Kotaku Game DiaryDaily thoughts from a Kotaku staffer about a game we’re playing.  

The first week that Pokémon Go came out, it was all my friends wanted to do or talk about, and we weren’t the only ones. Whenever I went on a jog around my neighborhood, I’d run into people of all ages and backgrounds at every PokéStop and gym on my journey. I expected the same thing to happen last night with Pokémon Go developer Niantic’s latest location-based augmented reality game, Harry Potter: Wizards Unite. It didn’t.

I installed Wizards Unite on my phone yesterday afternoon and, that night, I went for a run around my neighborhood to play the game. Since I still play Pokémon Go, I could tell right away that Wizards Unite is using a lot of the same location data. The gas station right near my house, for example, is a gym in Pokémon Go and now also a chamber in Wizards Unite. In other words, it’s a place where I can battle baddies in either game. Next to that gas station, there are two PokéStops in Pokémon Go, and in Wizards Unite, those same two PokéStops have become inns, which are locations where I can eat food to recharge.

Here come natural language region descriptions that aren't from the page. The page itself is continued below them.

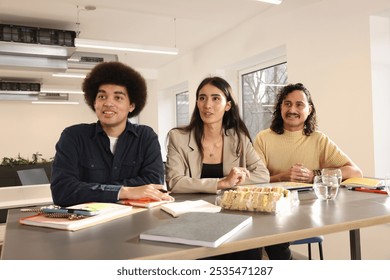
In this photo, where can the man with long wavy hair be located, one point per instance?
(292, 148)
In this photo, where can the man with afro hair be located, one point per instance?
(111, 159)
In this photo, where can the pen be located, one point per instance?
(368, 190)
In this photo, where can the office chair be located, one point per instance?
(309, 241)
(35, 176)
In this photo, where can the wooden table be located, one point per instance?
(119, 239)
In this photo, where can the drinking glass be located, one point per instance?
(326, 187)
(333, 172)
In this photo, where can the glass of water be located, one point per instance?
(333, 172)
(326, 187)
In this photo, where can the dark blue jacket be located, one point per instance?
(85, 170)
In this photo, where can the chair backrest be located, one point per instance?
(35, 176)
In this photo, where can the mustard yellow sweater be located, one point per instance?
(280, 152)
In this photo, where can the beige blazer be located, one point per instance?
(184, 163)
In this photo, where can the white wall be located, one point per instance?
(380, 63)
(327, 47)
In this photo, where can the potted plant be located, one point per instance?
(9, 166)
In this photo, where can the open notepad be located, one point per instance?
(199, 229)
(362, 182)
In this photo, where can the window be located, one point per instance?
(259, 90)
(182, 109)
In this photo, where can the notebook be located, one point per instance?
(199, 229)
(362, 182)
(144, 202)
(107, 212)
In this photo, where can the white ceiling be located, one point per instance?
(149, 22)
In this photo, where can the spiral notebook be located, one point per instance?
(107, 212)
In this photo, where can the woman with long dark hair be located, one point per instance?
(214, 151)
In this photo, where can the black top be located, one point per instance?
(212, 170)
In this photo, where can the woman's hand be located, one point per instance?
(152, 191)
(236, 177)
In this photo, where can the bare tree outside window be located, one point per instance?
(259, 90)
(182, 109)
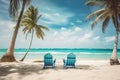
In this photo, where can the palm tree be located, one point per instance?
(110, 10)
(14, 9)
(29, 22)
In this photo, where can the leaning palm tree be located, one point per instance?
(14, 9)
(29, 22)
(110, 10)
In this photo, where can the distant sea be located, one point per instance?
(61, 53)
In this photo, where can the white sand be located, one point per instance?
(85, 70)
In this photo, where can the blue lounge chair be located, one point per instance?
(48, 61)
(70, 62)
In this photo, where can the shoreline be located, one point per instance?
(85, 70)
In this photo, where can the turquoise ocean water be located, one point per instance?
(60, 53)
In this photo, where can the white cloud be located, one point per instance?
(78, 29)
(63, 28)
(79, 21)
(96, 38)
(53, 14)
(56, 18)
(109, 39)
(8, 24)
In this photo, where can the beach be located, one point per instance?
(85, 70)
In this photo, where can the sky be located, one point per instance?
(66, 22)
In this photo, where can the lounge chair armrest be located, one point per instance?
(63, 60)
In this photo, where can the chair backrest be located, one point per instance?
(71, 56)
(48, 59)
(71, 59)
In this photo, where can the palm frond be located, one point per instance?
(97, 19)
(39, 32)
(43, 27)
(95, 3)
(38, 18)
(96, 13)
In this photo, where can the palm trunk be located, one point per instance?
(114, 60)
(28, 48)
(9, 56)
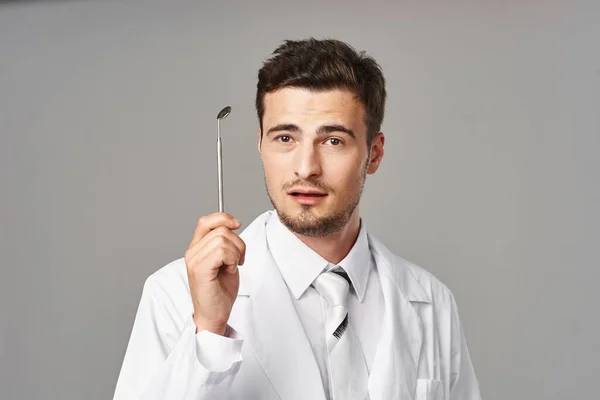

I expected those PokéStops—er, inns—to be crowded with people last night, the same way they were at Pokémon Go’s launch. But no one was out playing the game at all, at least not in my neighborhood.

I’ve gotta admit, I felt disappointed. I figured that if any property could overtake Pokémon, it had to be Harry Potter. Both Pokémon and Harry Potter became huge cultural phenomena in the late 1990s and 2000s. Then again, Pokémon started out as a video game, and the idea of traveling around to real-world locations to pretend to catch Pokémon is fulfilling the exact fantasy presented in those games. Harry Potter isn’t quite as directly translatable.

With Wizards Unite, the developers at Niantic and Warner Bros. have done their best to create a Pokémon-esque scenario, except with wizard stuff. The game has players searching for Confoundables, cursed beings that have been mucking about with the time stream and have been time-displacing people, objects, and animals from the original Harry Potter books. For example, last night I had to cast spells on a huge glass bottle that had imprisoned Professor Snape. Once I nuked the bottle (the Confoundable), good old Snape (the Foundable) was free to be whisked back to his original timeline. The logic of this is dumb, but casting spells is a lot more fun than tossing Pokéballs. Rather than just tap the screen, you have to perform unique movements for each situation, and they can actually be delightfully difficult to do. For example, you might have to trace over the screen in a Z motion, or a circle with a line through it, or any number of other shapes that must be traced quickly and precisely to succeed.

Wizards Unite also has a lot more going on under the hood than Pokémon Go did at launch. It doesn’t yet have the “adventure sync” feature that Pokémon Go players can now use to let the app count their steps even when it isn’t open (the pedometer feature plays a big part in unlocking rewards, both in Pokémon Go and Wizards Unite). But it does have a lot more game than Pokémon Go ever had. You can collect ingredients for potions, which you then brew in a cauldron. You can battle dark wizards and other unsavory creatures, and the battle system is a lot more complex than Pokémon Go’s “tap the screen as fast as you can.” Best of all, Wizards Unite has an actual narrative; adult versions of Harry and Hermione are there along with some new characters to invite you, the player, into solving the big mystery of how the Confoundables started popping up. So far, Wizards Unite just seems like a better and more interesting game.

That’s why it’s too bad that I’m the only one playing. Wizards Unite works fine as a single-player experience, but part of Pokémon Go’s charm is in taking on gyms with total strangers, or even just making conversation at PokéStops with people about what they have and haven’t caught yet.

Maybe that will change. It seems like many people don’t know that Wizards Unite exists yet, after this week’s unceremonious surprise launch. Plus, Pokémon Go had the benefit of being the first game of its kind, while Wizards Unite is just another Pokémon Go game. Except it’s also actually good. I hope the rest of my neighborhood figures that out soon.